NEW DELHI: With rising financial maturity and emergence of a mass market riding demographic dividend, the Indian economy would soon chart its own course with service-led growth against an export-led China and become the third largest economy after the US and China by 2028. 

India will leave France and the UK behind by 2019 itself, Bank of America-Merrill Lynch said in a note. 

By 2027, the cheapest car could cost just as much as India’s average per capita annual income compared with 2.5 times per capita annual income today and 14.5 times in 2000. India will account for 40 per cent of the next billion consumers, said the report. 

By 2028, almost all farmers are expected to join the middle income group based on $2 per capita daily income on a purchasing power parity (PPP) basis and ownership of two acres of land, and a population almost equal to the size of entire Russia would be living in urban India, said the brokerage. 

It projected crude oil prices at $68 a barrel by then, while the rupee would not depreciate more than 3 per cent between now and 2028, it said. 

The global financial player expects the Modi regime to intensify reforms during the remaining period of its tenure. 

India’s growth will be driven by services, BofA-ML said, adding, India cannot replicate the export-led strategy of Asian tigers that was possible in a different world environment during the Cold War. 

It would be difficult for India to replicate South Korea’s export-driven industrialisation, as its dependence on oil imports implies India cannot depreciate its currency, it said. 

Globally, the services sector has expanded 10 per cent to almost 70 per cent of world GDP in last 20 years. The impact of India’s growth in global markets could be in the form of higher demand for commodities. India’s share in total world demand could rise from 4 per cent in 2007 to 6 per cent in 2022, it said. 

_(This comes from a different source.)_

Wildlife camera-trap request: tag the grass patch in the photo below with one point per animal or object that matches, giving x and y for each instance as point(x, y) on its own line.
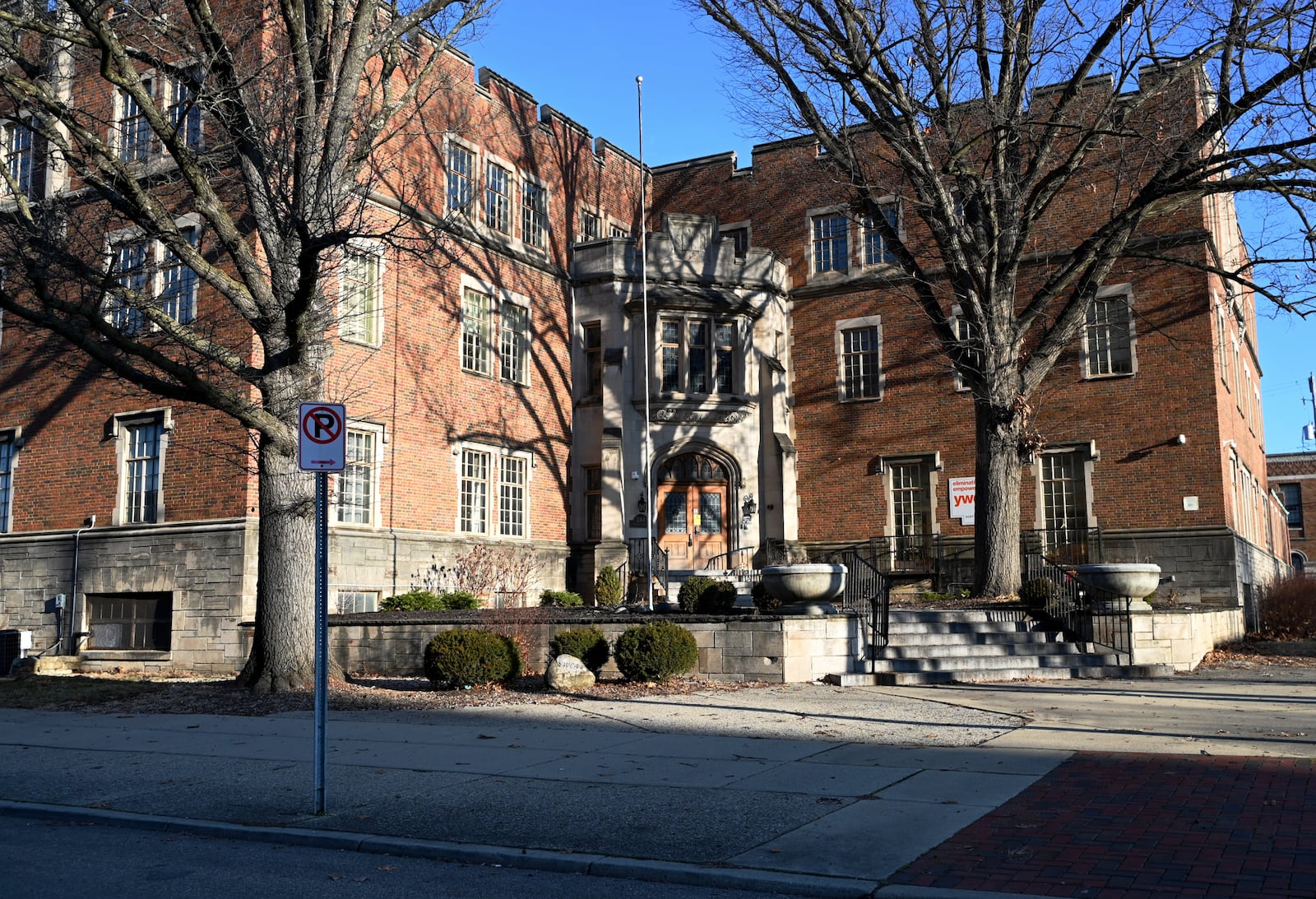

The brokerage noted that India’s financial extension has been backed by introduction of multiple financial products to promote financial efficiency and that unlike in developed markets where financial products evolve in the market, they are mostly introduced by regulators in emerging markets like India. 

“The government is trying to develop a project finance market by promoting development financial institutions and elongating tenure of bank deposits to enable long-term loans and developing a corporate bond market by increasing investment limits for foreign portfolio investors. The equity market has deepened with growth institutional intermediaries like mutual funds and FPIs in equities,” it said. 

The brokerage said the Indian economy may sustain its growth at 7 per cent (conservative estimate) till 2028, compared with 7.2 per cent in 2000-17, with dependency ratio falling to 46.2 per cent from 52.2 per cent now and 71.7 per cent in 1990. 

Rising rate of savings should push up investment rate to 35 per cent of GDP in 2028 from 32.4 per cent at present, it said. 

The government has introduced market makers to promote short-term instruments like CDs, CPs, and liberalised insurance and pension funds to introduce products at the longer end. 

Following the emergence of the F&O segment in equities, the latest focus is to promote derivatives in bonds and forex markets.